In a message dated 9/15/00 8:19:03 AM Eastern Daylight Time, 

<< When I bought my Tudor Submariner the dealer showed me an old Rolex 
information sheet
 which explained one should store a mechanical watch flat with face up to 
gain time,
 sideways with crown down to loose a little time, crown up to loose more time.
 Apparently gravity affects accuracy.  >>

Indirectly, it can.  To understand how, visualize a watch movement, with the 
balance wheel plano-parallel to the plates which serve as the chassis.  The 
balance is like a bicycle wheel, in that it is mounted on an "axle" known as 
the "staff", suspended between two carefully lubricated jewelled bearings or 
mountings, on points called "pivots".  When the watch is on its back, the 
balance rests on the lower jewel.  When it is stood on edge, it is suspended 
like a bicycle wheel during forward motion.

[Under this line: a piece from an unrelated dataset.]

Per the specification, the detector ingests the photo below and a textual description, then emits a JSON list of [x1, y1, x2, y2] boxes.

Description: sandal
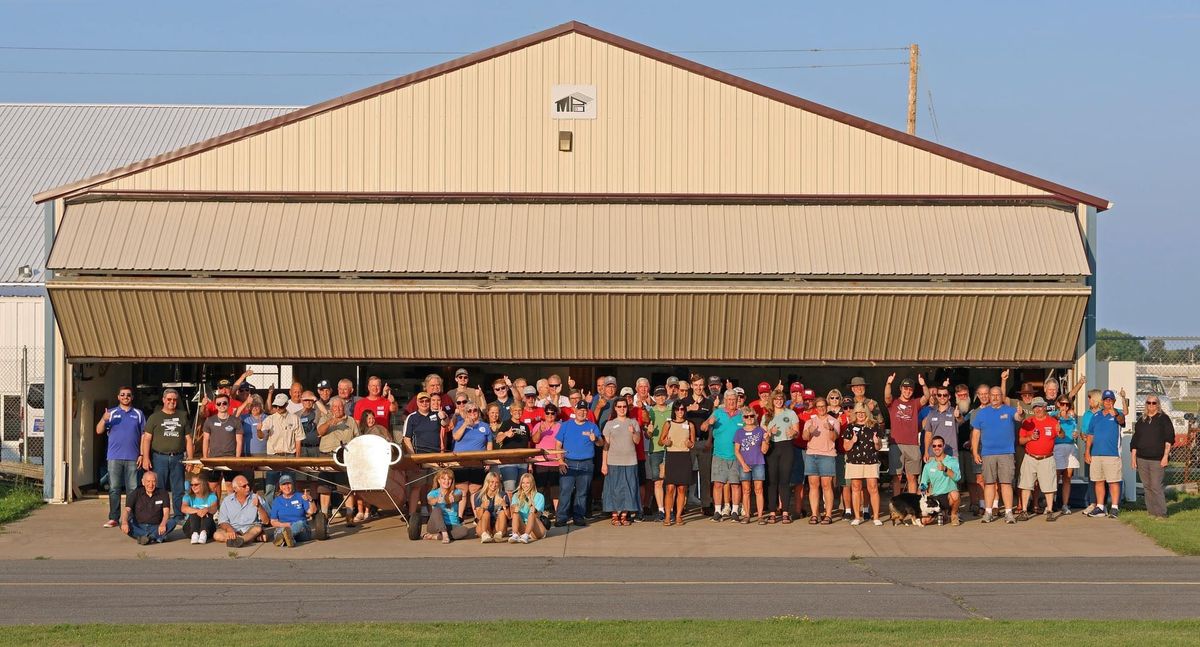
[[611, 514, 620, 526], [820, 515, 832, 525], [675, 517, 686, 526], [663, 520, 673, 527], [809, 515, 819, 525], [739, 516, 749, 524], [619, 513, 631, 526], [422, 532, 438, 541], [757, 516, 767, 525], [781, 513, 793, 524], [441, 536, 451, 544], [766, 513, 777, 524]]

As mentioned by another LUG'er, watches are factory "adjusted" so as to run 
at set rates in as many as 6 positions, although more are used, but very 
infrequently.  The ultimate goal is to have the watch run as accurately as 
possible in actual use.  Extreme precision is required, compared to, say, a 
mantel clock, which needs to run in only one position.  An ideally adjusted 
watch will not show measurable differences in running rates in different 
positions.  A well adjusted watch with little wear may not either, on a daily 
basis.  But most watches are not operating optimally, let alone ideally.
It is not gravity which alone changes the rate at which a watch runs, but a 
combination of physical forces which, among others, includes friction.  
Physicists or watchmakers receiving this post are welcome to correct my 
simplistic and probably inaccurate account!